During a medical emergency, his life is accidentally saved or at least given a brief reprieve by a traveling missionary, Thomas (Ty Simpkins) who feels driven to make Charlie his pet project to bring to God. Charlie’s best friend, nursemaid, and ultimate enabler, Liz (Hong Chau) spends a lot of time simultaneously turning a blind eye to his condition, while also pushing him to seek medical attention. She cleans, she straightens, and she keeps him company, knowing that their time left together can be counted in days.
Charlie also seeks to reconcile with his teenage daughter, Ellie (Sadie Sink) whom he left with his ex-wife eight years ago for the blush and comfort of another’s arms, and to this day she has not forgiven him. Ellie is full of rage for the lost time, and she takes it out on everyone around her. Her social media is dark, she’s failing school, and she hates everyone. Her words are unapologetically cutting. She stomps around, sulking and uncooperative but Charlie still wants a relationship with her. He smiles for only her and encourages her to be her best self, even when she can’t be bothered to show that side to him.

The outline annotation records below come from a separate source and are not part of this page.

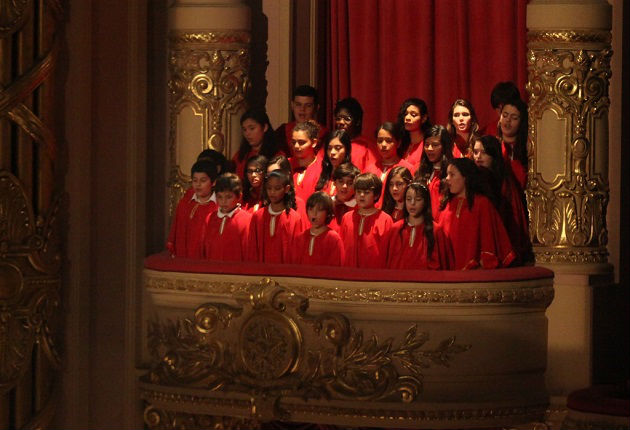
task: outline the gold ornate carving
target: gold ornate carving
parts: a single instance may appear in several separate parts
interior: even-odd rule
[[[425,369],[470,348],[450,337],[426,349],[429,336],[416,326],[399,341],[364,338],[342,314],[307,314],[305,297],[269,279],[235,297],[241,308],[210,303],[194,319],[152,321],[144,380],[240,392],[252,398],[252,417],[287,419],[286,396],[413,402]]]
[[[214,149],[230,154],[230,116],[245,107],[249,89],[249,33],[216,31],[173,33],[170,35],[169,108],[170,162],[169,198],[171,214],[190,185],[186,166],[182,171],[177,159],[177,118],[190,106],[202,117],[201,142],[192,152]],[[183,144],[179,142],[179,144]]]
[[[566,42],[587,34],[560,32]],[[607,127],[611,51],[559,47],[545,33],[531,41],[549,42],[528,51],[530,93],[530,172],[527,190],[530,234],[537,261],[604,263],[607,260],[606,207],[608,172],[596,170],[595,160],[607,157],[608,142],[596,141],[596,120]],[[592,38],[604,33],[593,33]],[[609,37],[609,33],[608,37]],[[559,36],[558,36],[559,37]],[[580,39],[582,40],[582,39]],[[571,125],[563,142],[545,141],[538,129],[545,111],[552,110]],[[601,134],[600,134],[601,135]],[[564,171],[545,181],[536,159],[538,145],[562,145]],[[552,251],[550,251],[552,250]]]
[[[164,275],[145,275],[145,287],[167,291],[190,291],[232,295],[246,292],[247,282],[219,282],[214,280],[181,279]],[[466,288],[404,288],[292,285],[298,294],[315,300],[363,303],[448,303],[448,304],[515,304],[547,307],[554,297],[549,285],[532,287],[505,285],[501,287]]]

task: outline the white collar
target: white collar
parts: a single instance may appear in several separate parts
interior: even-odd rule
[[[234,216],[234,214],[241,208],[241,204],[237,204],[236,207],[234,209],[232,209],[230,212],[228,213],[223,213],[221,211],[221,209],[219,209],[217,211],[217,216],[219,217],[219,219],[224,218],[224,217],[228,217],[228,218],[232,218],[232,216]]]
[[[193,193],[193,196],[190,198],[190,200],[194,200],[197,203],[210,203],[210,202],[217,202],[217,193],[212,193],[212,195],[210,196],[210,198],[208,200],[206,200],[205,202],[202,202],[201,200],[199,200],[199,197],[197,197],[197,193]]]

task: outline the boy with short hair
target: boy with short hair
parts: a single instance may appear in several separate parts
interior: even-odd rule
[[[333,203],[328,194],[317,191],[306,201],[306,211],[311,228],[296,238],[294,263],[325,266],[341,266],[343,243],[339,233],[328,224],[333,219]]]
[[[341,239],[345,266],[382,268],[387,262],[387,242],[392,218],[374,207],[383,183],[374,173],[363,173],[354,180],[356,208],[341,220]]]
[[[210,260],[245,261],[252,215],[241,209],[241,179],[234,173],[224,173],[219,176],[214,188],[219,208],[206,219],[205,257]]]
[[[202,258],[203,230],[209,214],[217,210],[212,184],[217,178],[214,163],[202,160],[190,169],[192,194],[184,195],[177,204],[166,249],[173,257]]]

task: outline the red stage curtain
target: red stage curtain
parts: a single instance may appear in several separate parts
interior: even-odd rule
[[[363,134],[396,119],[402,101],[423,99],[446,124],[457,98],[481,126],[494,121],[490,92],[514,81],[525,98],[527,0],[331,0],[328,112],[356,97]]]

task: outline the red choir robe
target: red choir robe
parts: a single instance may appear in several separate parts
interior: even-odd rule
[[[361,172],[380,158],[376,144],[365,136],[357,136],[351,141],[352,154],[350,160]]]
[[[237,206],[229,214],[212,212],[204,232],[205,257],[209,260],[245,261],[252,214]]]
[[[199,203],[197,197],[183,197],[177,204],[166,248],[176,257],[203,258],[203,231],[206,218],[217,210],[216,195],[207,203]]]
[[[438,224],[433,223],[433,237],[435,238],[431,255],[428,255],[428,241],[424,235],[424,224],[410,226],[406,220],[400,220],[392,227],[389,247],[387,250],[387,267],[389,269],[405,270],[437,270],[448,268],[446,252],[446,238]],[[440,262],[440,257],[444,262]]]
[[[453,142],[453,158],[468,157],[472,159],[472,151],[466,141],[459,134],[455,134],[455,141]]]
[[[315,192],[315,186],[322,174],[322,160],[315,157],[315,161],[307,167],[300,167],[295,158],[290,158],[289,161],[293,170],[295,195],[306,202]]]
[[[297,122],[291,121],[281,124],[275,131],[276,133],[276,141],[278,142],[278,149],[283,151],[285,154],[293,154],[291,150],[291,140],[293,139],[293,128],[295,127]],[[317,140],[319,144],[317,145],[317,153],[321,153],[319,150],[322,147],[322,143],[324,142],[324,138],[328,134],[328,129],[326,126],[319,125],[319,133],[317,133]]]
[[[290,263],[293,241],[304,230],[302,217],[293,209],[288,214],[286,210],[272,214],[269,209],[265,206],[252,216],[248,259],[261,263]]]
[[[331,228],[317,236],[307,228],[297,237],[295,245],[293,262],[296,264],[341,266],[343,263],[343,242],[339,233]]]
[[[510,165],[514,177],[518,181],[521,189],[524,190],[527,187],[527,168],[521,164],[520,161],[512,158],[514,142],[501,141],[501,151],[503,152],[503,159]]]
[[[407,148],[407,152],[403,156],[403,160],[411,164],[411,174],[415,174],[418,170],[418,167],[420,167],[422,151],[424,151],[424,139],[422,139],[417,145],[414,145],[413,143],[409,144],[409,148]]]
[[[387,243],[392,218],[381,210],[364,216],[355,209],[341,220],[344,266],[378,269],[387,264]]]
[[[343,216],[346,213],[353,210],[357,206],[357,200],[353,197],[351,200],[348,200],[347,202],[341,202],[337,200],[335,196],[333,196],[332,199],[333,199],[333,212],[335,213],[335,216],[333,217],[332,221],[330,221],[330,224],[328,224],[328,227],[332,228],[337,233],[340,233],[341,220],[343,219]]]
[[[450,243],[451,269],[507,267],[516,258],[499,213],[484,195],[475,194],[472,209],[465,197],[451,199],[440,225]]]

The Whale is tension and self-loathing magnified. It is a story of addictions and enabling, of unresolved rage and trauma. It is never not raining or oppressively overcast, reflective of the characters and the minefield they pick through with every visit. The Whale is a very difficult watch. There are no sympathetic characters, not really. Charlie’s avoidance of the inevitable, Liz and her constant supply of meatball subs, Ellie’s wrath which feels wholly self-centered and childish and wildly misdirected. Everyone takes their emotions out on Charlie, who can only absorb it all, apologizing the entire time, feeling as if one single act of love caused irreparable harm to so many people and he’s earned their words.

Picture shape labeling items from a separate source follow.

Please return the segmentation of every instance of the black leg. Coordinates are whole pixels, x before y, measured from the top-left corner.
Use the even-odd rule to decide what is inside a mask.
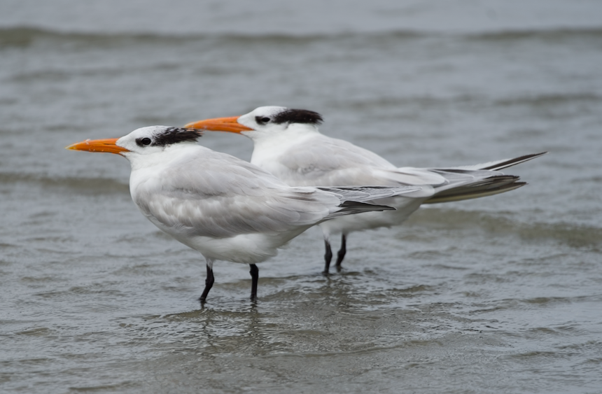
[[[259,269],[254,264],[249,264],[251,267],[249,273],[251,274],[251,299],[253,301],[257,300],[257,280],[259,279]]]
[[[343,259],[345,258],[345,253],[347,253],[347,237],[344,234],[341,237],[341,248],[339,249],[339,253],[337,253],[337,271],[341,270],[341,263],[343,262]]]
[[[332,250],[330,248],[330,243],[328,239],[324,239],[324,246],[326,248],[326,253],[324,253],[324,271],[322,274],[328,274],[328,270],[330,269],[330,260],[332,260]]]
[[[201,295],[201,297],[199,299],[201,304],[204,303],[205,299],[207,297],[207,294],[209,293],[209,290],[211,290],[211,287],[214,286],[214,281],[215,281],[214,279],[214,269],[208,264],[207,278],[205,279],[205,290],[203,290],[203,294]]]

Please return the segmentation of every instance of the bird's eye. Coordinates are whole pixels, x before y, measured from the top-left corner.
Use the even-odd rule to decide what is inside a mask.
[[[255,116],[255,121],[257,122],[260,125],[265,125],[268,122],[270,122],[270,118],[267,116]]]

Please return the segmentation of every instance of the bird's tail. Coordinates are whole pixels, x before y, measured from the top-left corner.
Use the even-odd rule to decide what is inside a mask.
[[[491,196],[517,189],[526,185],[514,175],[504,175],[499,170],[538,157],[547,152],[526,155],[471,166],[430,169],[448,181],[435,188],[435,195],[424,204],[449,202]]]
[[[325,192],[335,193],[339,197],[341,202],[339,205],[341,209],[330,213],[325,219],[371,211],[394,211],[395,208],[392,206],[370,204],[369,202],[421,190],[421,188],[418,186],[346,186],[317,188]]]

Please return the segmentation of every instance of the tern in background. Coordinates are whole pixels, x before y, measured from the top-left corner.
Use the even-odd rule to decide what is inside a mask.
[[[374,202],[394,206],[396,211],[365,213],[321,223],[326,274],[332,257],[331,233],[342,233],[336,262],[340,269],[349,233],[398,225],[422,204],[460,201],[519,188],[526,183],[500,170],[545,153],[469,166],[398,168],[373,152],[321,134],[318,125],[321,122],[320,114],[311,111],[262,106],[241,116],[200,120],[186,127],[248,136],[254,145],[251,162],[291,186],[420,186],[419,192]]]
[[[255,300],[255,263],[275,255],[277,248],[332,218],[393,210],[367,202],[420,189],[291,187],[247,162],[197,145],[201,134],[151,126],[120,139],[88,140],[67,148],[116,153],[130,160],[130,192],[140,211],[205,258],[202,302],[214,284],[214,261],[248,264]]]

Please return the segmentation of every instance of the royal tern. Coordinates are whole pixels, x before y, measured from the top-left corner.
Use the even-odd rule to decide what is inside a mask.
[[[444,168],[398,168],[376,153],[320,133],[320,114],[280,106],[259,107],[241,116],[208,119],[186,127],[241,134],[253,140],[251,162],[292,186],[354,185],[418,185],[419,192],[378,200],[391,212],[370,212],[320,225],[326,253],[325,273],[332,257],[330,236],[342,233],[337,268],[346,252],[349,233],[398,225],[422,204],[459,201],[512,190],[525,185],[499,170],[544,153],[480,164]]]
[[[366,202],[420,188],[291,187],[247,162],[197,145],[201,134],[152,126],[67,148],[116,153],[130,161],[130,192],[140,211],[206,260],[202,302],[214,281],[214,261],[248,264],[255,299],[255,263],[275,255],[277,248],[332,218],[393,210]]]

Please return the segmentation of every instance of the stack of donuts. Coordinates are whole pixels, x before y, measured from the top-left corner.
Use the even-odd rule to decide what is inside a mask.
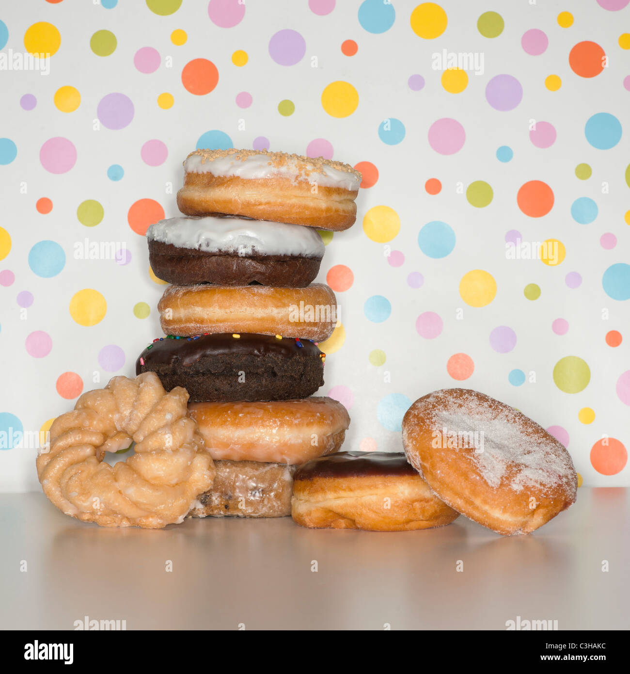
[[[350,423],[340,402],[313,396],[337,305],[312,282],[318,230],[354,224],[361,175],[321,157],[236,149],[197,150],[184,170],[183,215],[147,232],[153,272],[172,285],[158,305],[166,336],[136,374],[190,396],[216,470],[191,515],[286,516],[296,466],[338,452]]]

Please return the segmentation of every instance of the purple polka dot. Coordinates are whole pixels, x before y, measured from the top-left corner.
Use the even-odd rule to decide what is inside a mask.
[[[22,290],[18,293],[18,305],[26,309],[33,303],[33,295],[28,290]]]
[[[168,150],[161,140],[148,140],[140,150],[140,156],[150,166],[158,166],[166,160]]]
[[[96,117],[103,126],[113,131],[124,129],[133,119],[133,104],[124,94],[104,96],[96,108]]]
[[[546,35],[538,28],[532,28],[524,33],[521,38],[521,47],[531,56],[538,56],[543,53],[549,44]]]
[[[26,338],[24,342],[26,353],[33,358],[43,358],[51,353],[53,340],[51,336],[42,330],[36,330]]]
[[[499,326],[490,333],[490,346],[497,353],[509,353],[516,346],[516,333],[507,326]]]
[[[239,108],[249,108],[251,105],[253,100],[251,94],[249,94],[246,91],[242,91],[240,94],[237,94],[237,105]]]
[[[125,352],[113,344],[103,346],[98,352],[98,364],[106,372],[115,372],[125,365]]]
[[[486,86],[486,100],[495,110],[513,110],[522,98],[521,83],[511,75],[497,75]]]
[[[20,104],[23,110],[32,110],[37,105],[37,99],[32,94],[24,94],[20,99]]]
[[[152,47],[144,47],[135,53],[133,65],[141,73],[154,73],[160,67],[160,53]]]
[[[304,38],[296,30],[278,30],[269,40],[269,55],[279,65],[295,65],[307,51]]]
[[[443,325],[435,311],[424,311],[416,319],[416,330],[424,339],[434,339],[442,332]]]
[[[325,138],[315,138],[311,140],[307,147],[307,157],[323,157],[324,159],[332,159],[332,144]]]

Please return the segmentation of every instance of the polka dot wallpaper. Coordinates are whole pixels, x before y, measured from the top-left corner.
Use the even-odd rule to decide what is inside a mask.
[[[161,334],[144,235],[186,155],[232,146],[363,174],[319,278],[347,449],[400,450],[413,400],[464,386],[630,485],[629,4],[5,3],[0,489]]]

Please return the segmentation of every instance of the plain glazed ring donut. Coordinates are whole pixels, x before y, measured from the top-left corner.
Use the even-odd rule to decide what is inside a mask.
[[[293,478],[291,516],[302,526],[411,531],[458,516],[402,452],[340,452],[301,466]]]
[[[224,213],[334,231],[356,218],[361,174],[341,162],[266,150],[197,150],[184,171],[177,206],[186,215]]]
[[[251,332],[323,342],[337,322],[335,294],[307,288],[169,286],[158,304],[164,334],[181,337]]]
[[[505,535],[527,534],[575,500],[569,452],[535,421],[477,391],[424,396],[402,422],[407,458],[436,494]]]
[[[152,372],[84,393],[53,423],[50,448],[37,458],[44,493],[66,515],[101,526],[182,522],[215,472],[187,401],[183,388],[166,393]],[[132,440],[126,461],[102,462]]]
[[[303,464],[338,452],[350,425],[346,408],[330,398],[268,402],[191,402],[214,459]]]

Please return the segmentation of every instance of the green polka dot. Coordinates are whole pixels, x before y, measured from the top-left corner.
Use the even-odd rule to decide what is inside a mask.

The powerful performances of both Sadie Sink and Brendan Fraser will likely garner Oscar nods. Whether you consider the ending happy or sad depends entirely on how you expected it to end. Regardless, The Whale leaves you feeling emotionally wrung out.
Based on the 2012 stage play by Samuel D. Hunter, The Whale is blocked very much for stage. Its single setting of Charlie’s apartment and 90% of that his couch in the living room leaves the movie feeling close and claustrophobic. His range of motion and line of sight lives only as far as he can turn his head – the front door, the kitchen, the bathroom, his bedroom. His entire existence is within 500 square feet, and he can’t get to any of it without considerable assistance.
Never mind the criticism that The Whale mocks fat people or that a large actor would’ve been better suited (pardon the pun) for this role. That level of animosity aimed at this film reeks of a faux outrage and manufacturing a stilted conversation in an echo chamber solely for clicks. It’s disingenuous and almost like those people are angry at a film that made them confront their own fatphobic feelings. That’s not Aronofsky’s fault, but they bleed as much ink as necessary to get out the icky emotions.
Meanwhile, look for The Whale on a number of Best Of lists very soon.
The Whale (2022) is rated R for solo sexytimes, medical crises, swears, raw anger, binge eating, vomiting, lots of yelling, and talk of suicide and death.